The offering of this extraordinary carousel is an opportunity not to be missed. It was custom made to exacting specifications for the Milhous Collection over a period of several years. Installed in 1998, the attention to detail is stunning, from the stained glass and depictions of the Eight Wonders of the World around the upper molding to the menagerie of 42 animalsand 2 chariots, each of which is based on rare, well-known original pieces that were masterfully replicated by professionals. Amoung the wood carved animals are two rocking animal chariots (an elegant peacock and a charming swan), one of which is wheelchair accessible to ADA standards. These are all hand-carved pieces in wood, without any use of plastics or substandard materials, and they reside on a wooden platform with a 42-foot diameter. The overall diameter of the entire carousel is a remarkable 46 feet with all motorized mechanical elements residing in the center.

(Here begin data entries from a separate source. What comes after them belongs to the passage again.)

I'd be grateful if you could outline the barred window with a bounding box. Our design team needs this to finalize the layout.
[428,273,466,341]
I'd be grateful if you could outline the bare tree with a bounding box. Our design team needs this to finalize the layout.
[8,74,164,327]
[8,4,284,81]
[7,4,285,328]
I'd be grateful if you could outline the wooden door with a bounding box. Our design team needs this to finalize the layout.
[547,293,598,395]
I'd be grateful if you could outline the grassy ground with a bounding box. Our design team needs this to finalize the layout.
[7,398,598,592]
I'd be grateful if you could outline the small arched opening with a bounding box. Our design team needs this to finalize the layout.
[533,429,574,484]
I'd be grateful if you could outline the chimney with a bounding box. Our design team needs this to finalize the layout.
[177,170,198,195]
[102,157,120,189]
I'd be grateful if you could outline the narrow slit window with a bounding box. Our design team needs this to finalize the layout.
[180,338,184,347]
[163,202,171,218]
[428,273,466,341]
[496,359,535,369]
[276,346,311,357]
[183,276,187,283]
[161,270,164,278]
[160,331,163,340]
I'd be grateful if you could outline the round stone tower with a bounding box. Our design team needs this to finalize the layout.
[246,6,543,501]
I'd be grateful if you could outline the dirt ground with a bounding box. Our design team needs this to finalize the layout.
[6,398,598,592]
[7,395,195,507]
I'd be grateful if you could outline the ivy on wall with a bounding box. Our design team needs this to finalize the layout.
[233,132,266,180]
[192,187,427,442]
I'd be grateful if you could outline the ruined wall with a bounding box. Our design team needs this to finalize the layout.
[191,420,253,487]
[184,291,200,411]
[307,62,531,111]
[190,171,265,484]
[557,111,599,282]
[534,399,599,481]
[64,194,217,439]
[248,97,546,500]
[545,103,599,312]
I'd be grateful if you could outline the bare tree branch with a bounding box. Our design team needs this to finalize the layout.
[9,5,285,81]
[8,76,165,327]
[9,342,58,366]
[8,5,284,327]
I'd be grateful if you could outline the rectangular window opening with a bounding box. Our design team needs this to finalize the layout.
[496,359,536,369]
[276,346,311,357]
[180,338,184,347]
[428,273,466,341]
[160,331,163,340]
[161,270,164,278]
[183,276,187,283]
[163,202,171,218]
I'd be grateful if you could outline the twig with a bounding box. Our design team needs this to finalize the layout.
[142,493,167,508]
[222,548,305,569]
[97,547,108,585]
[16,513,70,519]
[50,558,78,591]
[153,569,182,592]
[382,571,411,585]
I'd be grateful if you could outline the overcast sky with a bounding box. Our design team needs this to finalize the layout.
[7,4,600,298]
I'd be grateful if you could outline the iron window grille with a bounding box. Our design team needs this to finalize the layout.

The three rows of animals are stunning and of the same high caliber throughout, in contrast to less elaborate carousels where the quality of the animal decreases toward the center with the most expensive and impressive pieces relegated to the outside row. The carousel turns in the counter-clockwise direction, as is typical of American examples. To complement the Milhous Collection, it features several decorations with a musical theme and symbols that accent the center surround in gold leaf. For example, images of cherubs playing a flute or a harp grace the mirrored shields along the top of the carousel.
The carousel is complete with an original Wurlitzer Model 153 Band Organ installed in the center façade. In the early 20th century the Wurlitzer Style 153 band organ was one of the most popular models. It was small enough that it could be carried from town to town by traveling shows yet large enough that it played music in a brilliant and commanding manner for merry-go-rounds. At one time the Gooding Amusement Company, based in Ohio, had over a dozen examples. Today the Henry Ford Greenfield Village in Michigan displays a fine example on its carousel. Playing Wurlitzer Style 150 band organ rolls on a duplex roll mechanism, it contains 164 pipes, 16 orchestra bells, bass drum, snare drum and cymbal, with automatic registers for shutters, bells and certain pipe ranks. The duplex roll mechanism allows for one roll to rewind while the other is playing, so there is never a long silent period during a carousel ride.
With the cost of this carousel's construction and the accompanying organ far exceeding the current catalog estimate, the offering of this fully functioning carousel is an opportunity not to be missed by established and burgeoning private collections. It adds an inimitable element of entertainment to a collection and is sure to delight visitors of all ages. Best of all, there's no need to stand in line or pay admission!
Please note the aforementioned organ comes with ten music rolls.